[antlr-interest] Have I found an Antlr CSharp3 lexer bug if...

Fri Jul 29 08:00:38 PDT 2011

For something simple like the C# preprocessor, it's easy to simply use lexer
modes. I'm pretty happy with the method I posted because it's allowed me to
integrate multiple lexers into a single "big" lexer almost as easily as it's
been to create lexer modes. For example, the following uses 4 lexers (HTML
text, HTML tags, PHP code, PHP doc comments):

http://visualstudiogallery.msdn.microsoft.com/2a10ba81-26c5-47d9-939b-6bcc7b
bec251/showImage/53676

The following uses 3 lexers (group, template text, template expression):

http://visualstudiogallery.msdn.microsoft.com/5ca30e58-96b4-4edf-b95e-3030da
f474ff/showImage/53651

Sam

From: chris king [mailto:kingces95 at gmail.com] 
Sent: Friday, July 29, 2011 1:42 AM
To: Sam Harwell
Cc: antlr-interest at antlr.org
Subject: Re: Have I found an Antlr CSharp3 lexer bug if...

Sam, thanks again for taking the time to put that together for me.
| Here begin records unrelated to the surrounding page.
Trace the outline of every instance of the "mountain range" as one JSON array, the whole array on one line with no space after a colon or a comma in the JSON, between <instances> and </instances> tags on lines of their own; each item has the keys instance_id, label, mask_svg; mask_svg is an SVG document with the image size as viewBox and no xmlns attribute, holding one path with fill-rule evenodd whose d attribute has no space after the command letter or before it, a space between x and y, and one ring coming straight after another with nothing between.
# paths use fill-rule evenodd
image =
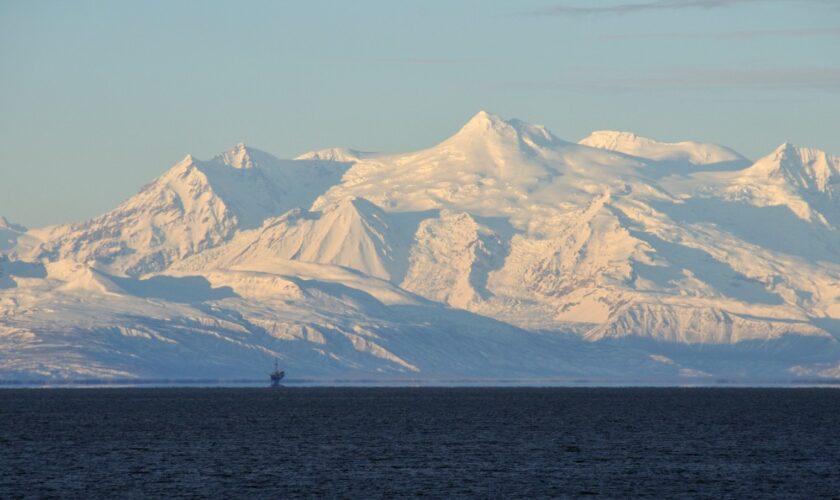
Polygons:
<instances>
[{"instance_id":1,"label":"mountain range","mask_svg":"<svg viewBox=\"0 0 840 500\"><path fill-rule=\"evenodd\" d=\"M480 112L399 154L186 156L0 218L0 380L840 378L840 158Z\"/></svg>"}]
</instances>

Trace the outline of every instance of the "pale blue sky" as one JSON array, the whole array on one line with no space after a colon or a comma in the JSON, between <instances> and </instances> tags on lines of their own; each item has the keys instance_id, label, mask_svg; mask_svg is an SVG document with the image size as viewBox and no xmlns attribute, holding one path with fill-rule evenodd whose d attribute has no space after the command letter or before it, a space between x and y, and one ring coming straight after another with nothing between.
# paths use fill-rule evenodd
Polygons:
<instances>
[{"instance_id":1,"label":"pale blue sky","mask_svg":"<svg viewBox=\"0 0 840 500\"><path fill-rule=\"evenodd\" d=\"M187 153L419 149L481 109L840 154L840 1L0 0L0 215L29 226Z\"/></svg>"}]
</instances>

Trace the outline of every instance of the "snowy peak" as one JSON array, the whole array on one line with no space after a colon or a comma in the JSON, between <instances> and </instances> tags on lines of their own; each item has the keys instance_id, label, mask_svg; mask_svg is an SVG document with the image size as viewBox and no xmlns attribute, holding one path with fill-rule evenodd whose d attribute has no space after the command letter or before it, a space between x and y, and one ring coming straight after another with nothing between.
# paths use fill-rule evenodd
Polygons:
<instances>
[{"instance_id":1,"label":"snowy peak","mask_svg":"<svg viewBox=\"0 0 840 500\"><path fill-rule=\"evenodd\" d=\"M598 130L582 139L578 144L598 149L646 158L654 161L684 161L693 165L709 165L724 162L744 162L739 153L717 144L693 141L659 142L640 137L632 132Z\"/></svg>"},{"instance_id":2,"label":"snowy peak","mask_svg":"<svg viewBox=\"0 0 840 500\"><path fill-rule=\"evenodd\" d=\"M354 219L384 219L385 212L364 198L348 198L339 202L333 211L350 214Z\"/></svg>"},{"instance_id":3,"label":"snowy peak","mask_svg":"<svg viewBox=\"0 0 840 500\"><path fill-rule=\"evenodd\" d=\"M458 134L481 135L491 130L503 131L509 130L510 128L510 124L499 115L494 115L487 111L479 111L461 127Z\"/></svg>"},{"instance_id":4,"label":"snowy peak","mask_svg":"<svg viewBox=\"0 0 840 500\"><path fill-rule=\"evenodd\" d=\"M799 190L830 198L840 195L840 158L789 142L758 160L746 173L784 181Z\"/></svg>"},{"instance_id":5,"label":"snowy peak","mask_svg":"<svg viewBox=\"0 0 840 500\"><path fill-rule=\"evenodd\" d=\"M233 168L249 169L258 166L260 164L258 158L266 154L240 142L214 159Z\"/></svg>"},{"instance_id":6,"label":"snowy peak","mask_svg":"<svg viewBox=\"0 0 840 500\"><path fill-rule=\"evenodd\" d=\"M565 144L542 125L532 125L520 120L505 120L498 115L479 111L444 144L474 146L476 144L504 144L512 147L526 146L540 149Z\"/></svg>"},{"instance_id":7,"label":"snowy peak","mask_svg":"<svg viewBox=\"0 0 840 500\"><path fill-rule=\"evenodd\" d=\"M346 165L280 160L238 144L210 161L187 155L114 210L57 226L31 258L97 260L130 275L159 272L295 207L309 207Z\"/></svg>"},{"instance_id":8,"label":"snowy peak","mask_svg":"<svg viewBox=\"0 0 840 500\"><path fill-rule=\"evenodd\" d=\"M288 247L287 258L349 267L383 279L394 273L395 242L387 216L368 200L342 200L317 218L300 222L280 238Z\"/></svg>"},{"instance_id":9,"label":"snowy peak","mask_svg":"<svg viewBox=\"0 0 840 500\"><path fill-rule=\"evenodd\" d=\"M317 151L309 151L308 153L298 156L295 160L320 160L353 163L362 158L373 156L374 154L375 153L356 151L355 149L349 148L328 148L319 149Z\"/></svg>"},{"instance_id":10,"label":"snowy peak","mask_svg":"<svg viewBox=\"0 0 840 500\"><path fill-rule=\"evenodd\" d=\"M609 149L612 151L623 151L628 147L655 144L656 141L639 137L633 132L621 130L596 130L588 137L581 139L578 144L593 148Z\"/></svg>"},{"instance_id":11,"label":"snowy peak","mask_svg":"<svg viewBox=\"0 0 840 500\"><path fill-rule=\"evenodd\" d=\"M394 252L399 247L387 214L363 198L347 198L320 211L292 210L242 232L232 241L198 255L183 269L259 267L278 259L338 265L369 276L390 279L399 274Z\"/></svg>"},{"instance_id":12,"label":"snowy peak","mask_svg":"<svg viewBox=\"0 0 840 500\"><path fill-rule=\"evenodd\" d=\"M220 244L236 226L202 163L188 155L114 210L51 228L29 257L97 261L142 275Z\"/></svg>"},{"instance_id":13,"label":"snowy peak","mask_svg":"<svg viewBox=\"0 0 840 500\"><path fill-rule=\"evenodd\" d=\"M840 158L790 143L779 146L774 154L779 165L801 187L821 193L832 193L840 187Z\"/></svg>"}]
</instances>

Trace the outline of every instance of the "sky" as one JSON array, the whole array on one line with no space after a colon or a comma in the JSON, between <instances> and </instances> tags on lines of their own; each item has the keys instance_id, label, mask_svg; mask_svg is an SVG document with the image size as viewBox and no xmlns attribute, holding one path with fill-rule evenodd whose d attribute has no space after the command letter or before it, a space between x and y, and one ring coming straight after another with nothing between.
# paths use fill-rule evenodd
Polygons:
<instances>
[{"instance_id":1,"label":"sky","mask_svg":"<svg viewBox=\"0 0 840 500\"><path fill-rule=\"evenodd\" d=\"M187 154L410 151L479 110L840 155L840 1L0 0L0 215L29 227Z\"/></svg>"}]
</instances>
I owe you
a beer. And if I had a deadline to meet I'd copy paste your code and move
on. But what did Terence say in his book? Why spend 5 minutes doing
something procedurally when you can spend 5 weeks doing it declaratively?
For better or for worse, I think I suffer from the same affliction. :) So
please allow me to play Devils Advocate for a second and try and propose a
declarative solution using both lexer and parser (and possibly requiring new
ANTLR declarations). And finally I'll hop up on my soap box and suggest that
such a solution is a worthy goal of ANTLR.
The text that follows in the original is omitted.